Es ist konsequent, dass die erste Retrospektive von Tobias Zielony im Museum Folkwang stattfindet. In diesem Museum hat der 1973 in Wuppertal geborene Foto- und Videokünstler zu Beginn seiner Karriere ausgestellt, dessen damaliger Fotokurator hat ihn 2015 zur Biennale nach Venedig eingeladen und in Essen-Werden lebt sein einstiger Professor an der Hochschule Leipzig, Timm Rautert. Und vor wenigen Wochen hat Zielony im Ruhrgebiet eine Fotoserie für die Ruhrtriennale fertiggestellt.
Die Überblicksausstellung der letzten zwanzig Jahre verdeutlicht, wie konsequent Zielony seinen Themen und seinem Stil verpflichtet bleibt. Zwischen Dokumentation und möglichen Erzählungen entwickelt er fotografische Werkgruppen und Diastrecken. Gleichzeitig dreht er Videofilme, die sich einzelnen von der Politik und Gesellschaft vergessenen Orten zuwenden. Die Perspektive folgt den Jugendlichen und jungen Menschen, die nach einer Identität suchen und zwischen Hoffen und Fatalismus schwanken, etwa wenn sich Zielony auf die von Arbeitslosigkeit dominierten Plattenbauten von Halle-Neustadt oder die heruntergekommene, von der Industrie verlassene kalifornische Stadt Trona einlässt. Zielony gelingt eine Intensivierung der Situation, eine Analyse mit großartigen Einzelbildern, die Leere und Verfall mit Genauigkeit im Hinschauen verbinden.
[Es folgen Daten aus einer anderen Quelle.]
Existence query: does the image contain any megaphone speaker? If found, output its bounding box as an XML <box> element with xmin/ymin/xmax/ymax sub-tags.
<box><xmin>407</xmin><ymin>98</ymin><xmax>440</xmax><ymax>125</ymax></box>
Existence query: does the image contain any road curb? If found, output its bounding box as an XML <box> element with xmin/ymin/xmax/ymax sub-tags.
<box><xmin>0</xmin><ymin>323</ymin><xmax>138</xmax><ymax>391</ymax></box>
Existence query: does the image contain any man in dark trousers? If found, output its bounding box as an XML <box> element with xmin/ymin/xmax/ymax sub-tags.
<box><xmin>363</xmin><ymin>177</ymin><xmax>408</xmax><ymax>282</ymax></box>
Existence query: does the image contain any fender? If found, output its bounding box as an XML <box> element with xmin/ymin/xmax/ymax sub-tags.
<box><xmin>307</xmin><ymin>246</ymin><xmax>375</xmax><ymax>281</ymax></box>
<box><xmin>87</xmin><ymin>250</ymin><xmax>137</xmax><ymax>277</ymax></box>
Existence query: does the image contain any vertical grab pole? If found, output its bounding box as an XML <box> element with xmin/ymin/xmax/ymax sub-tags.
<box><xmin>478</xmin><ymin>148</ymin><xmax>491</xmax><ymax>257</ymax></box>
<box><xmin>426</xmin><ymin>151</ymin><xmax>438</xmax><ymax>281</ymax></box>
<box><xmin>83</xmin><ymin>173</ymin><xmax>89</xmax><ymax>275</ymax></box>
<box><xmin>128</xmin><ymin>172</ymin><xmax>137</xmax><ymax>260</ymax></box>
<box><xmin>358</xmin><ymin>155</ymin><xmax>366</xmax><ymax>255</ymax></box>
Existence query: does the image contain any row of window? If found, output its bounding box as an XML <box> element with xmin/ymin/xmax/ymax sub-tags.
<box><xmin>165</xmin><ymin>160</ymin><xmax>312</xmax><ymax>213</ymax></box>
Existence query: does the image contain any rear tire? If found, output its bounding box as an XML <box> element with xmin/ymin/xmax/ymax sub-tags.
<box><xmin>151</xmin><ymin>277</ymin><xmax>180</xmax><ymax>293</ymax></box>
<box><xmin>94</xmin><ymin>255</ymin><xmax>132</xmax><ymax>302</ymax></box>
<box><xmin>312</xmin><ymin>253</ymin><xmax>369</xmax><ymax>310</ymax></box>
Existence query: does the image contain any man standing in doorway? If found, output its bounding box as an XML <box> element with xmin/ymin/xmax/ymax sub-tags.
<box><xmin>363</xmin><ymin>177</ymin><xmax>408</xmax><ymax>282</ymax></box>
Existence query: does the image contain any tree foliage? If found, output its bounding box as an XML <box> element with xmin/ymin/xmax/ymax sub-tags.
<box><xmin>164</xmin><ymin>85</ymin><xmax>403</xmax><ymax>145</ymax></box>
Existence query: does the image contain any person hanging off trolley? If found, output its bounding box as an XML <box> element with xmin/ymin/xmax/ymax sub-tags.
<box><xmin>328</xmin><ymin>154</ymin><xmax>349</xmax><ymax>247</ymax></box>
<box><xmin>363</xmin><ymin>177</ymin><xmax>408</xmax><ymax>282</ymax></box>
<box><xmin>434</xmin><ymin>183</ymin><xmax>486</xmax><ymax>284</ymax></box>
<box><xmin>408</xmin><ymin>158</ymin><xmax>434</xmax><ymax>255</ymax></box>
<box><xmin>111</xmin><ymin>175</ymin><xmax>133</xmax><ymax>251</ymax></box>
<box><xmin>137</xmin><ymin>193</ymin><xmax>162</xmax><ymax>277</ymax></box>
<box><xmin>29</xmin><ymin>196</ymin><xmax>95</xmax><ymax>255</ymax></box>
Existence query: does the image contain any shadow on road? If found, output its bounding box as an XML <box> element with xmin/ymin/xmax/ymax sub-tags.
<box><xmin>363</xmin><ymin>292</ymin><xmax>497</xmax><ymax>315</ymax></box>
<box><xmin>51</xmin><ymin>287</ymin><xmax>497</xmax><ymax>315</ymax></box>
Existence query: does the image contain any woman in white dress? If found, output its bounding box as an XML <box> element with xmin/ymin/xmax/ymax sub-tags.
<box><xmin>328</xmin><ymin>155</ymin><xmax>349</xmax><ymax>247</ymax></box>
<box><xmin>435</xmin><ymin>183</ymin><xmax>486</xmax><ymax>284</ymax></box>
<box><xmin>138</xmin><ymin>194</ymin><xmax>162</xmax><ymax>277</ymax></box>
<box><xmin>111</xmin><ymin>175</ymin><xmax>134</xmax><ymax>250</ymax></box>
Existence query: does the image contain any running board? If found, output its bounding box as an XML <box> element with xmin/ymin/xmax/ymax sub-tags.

Er arbeitet die Codices der Communities heraus und berücksichtigt die historischen und soziologischen Hintergründe.
Das gilt genauso für den dystopischen Film einer labyrinthischen Wohnanlage in Neapel, in der die Camorra herrscht, für die Fotoserie und Videoinstallation zur LGBTQIT*- Community in Kiew mit ihren Partys nach der Maidan-Revolution 2004/05 oder für die installative Präsentation der Venedig-Arbeit zur Situation der Flüchtlinge. Zu sehen sind aber auch die absurden, freien Kunstfilme, welche die Rolle von filmischen Zitaten und atmosphärischer Dichte für dieses Werk unterstreichen. Für die jüngste Künstlergeneration ist Tobias Zielony bereits ein Referenzkünstler – im Museum Folkwang kann man nachvollziehen, warum das so ist und was seine Leistung ausmacht.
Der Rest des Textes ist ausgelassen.